1800’lü senelerın Almanya’sında yaşanan sanayi devriminden sonra; küçük esnafın, el emekçisi işçilerin yaşadığı açlığı devrimci başkaldırış öyküsüyle ele alan bir yazınsaldır Dokumacılar. Hauptmann, yazdığı bu oyunun öyküsünü daha küçük yaşlarda belirler. Büyükbabasından ve babasından dinlediği dokumacıların açlığını belleğine kazır. İnsanların makineler karşısında, büyük sermayeler nazarında nasıl aciz düştüğünü öğrenir. Yaşantısında tasarladığı uzun vadeli projedir Dokumacılar… Çocukluğunda dedesinin anlattığı öyküleri dinleyerek geçiren yazar, bu oyunun kurgulamasını daha küçük yaştaki benliğinde yapmıştır. Oyunun konusuna farklı açılardan bakmak gerekir. İlk önce proleteryanın Avrupa’nın içine düştüğü ekonomik krizde ne denli yalnız kaldığına bakmak gerekir. Sanayi devriminden sonra kendisine dünya çapında yer arayan Avrupa ülkeleri, o güne kadar el emeği çalıştırdıkları işçileri bir anda silmişlerdir. Bu dengesiz dışavurumcu yaklaşım, zengin kısmın daha da zenginleşmesine fakir işçilerin de daha da fakirleşmesine neden olmuştur.

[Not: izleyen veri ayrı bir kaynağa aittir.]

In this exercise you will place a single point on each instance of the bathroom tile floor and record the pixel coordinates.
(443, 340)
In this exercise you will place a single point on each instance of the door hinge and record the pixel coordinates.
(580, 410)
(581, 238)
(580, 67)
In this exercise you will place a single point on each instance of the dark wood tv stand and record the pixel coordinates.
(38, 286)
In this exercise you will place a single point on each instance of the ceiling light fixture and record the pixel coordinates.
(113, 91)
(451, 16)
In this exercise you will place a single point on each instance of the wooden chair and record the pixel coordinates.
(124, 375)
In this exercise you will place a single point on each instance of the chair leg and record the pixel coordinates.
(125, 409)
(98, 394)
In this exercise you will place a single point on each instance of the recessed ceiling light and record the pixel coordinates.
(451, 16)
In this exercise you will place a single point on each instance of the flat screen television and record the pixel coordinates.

Gerhart Hauptmann olayı yazarken belli anlamlarda kurallara bağlı kalmıştır. Bu da natüralist oyun yazma kaideleridır. İlk önce el emeği ürünlerini fabrikaya satmaya gelen çuhaların ne denli fakir oldukları vurgulanır. Bu vurguyu yaparken para öğesini ön plana çıkarır. Fabrikada memur olarak çalışan bireylerin boyun eğme kuralını ne denli bildikleri gösterilir. Burjuva sınıfının insani oranda her şeyi para üstüne kurgulaması daha birinci perdede gözden kaçmayacak ayrıntıdır. Fabrikatör Dreissiger’in işçileri ile olan diyalogları kapitalist kaidelerin yaşantısını resmeder. Oyunda çok fazla karakter kullanılmıştır. Natüralizmin gerçekliliği ön plana çıkarma endişesı burada da oyunun hızla ilerlemesini engellemiştir. Emile Zola “Eğer naturalist bir eser yaratmak istiyorsanız anlatacağınız konunun gölgesini dahi bilmeniz gerekir” der. Naturalizimin yaratıcısı bu denli kesin çizgilerle konu anlatımlarına dem vuruyorsa, yazarın çok fazla kendi tekniği dışına çıktığını görebiliriz.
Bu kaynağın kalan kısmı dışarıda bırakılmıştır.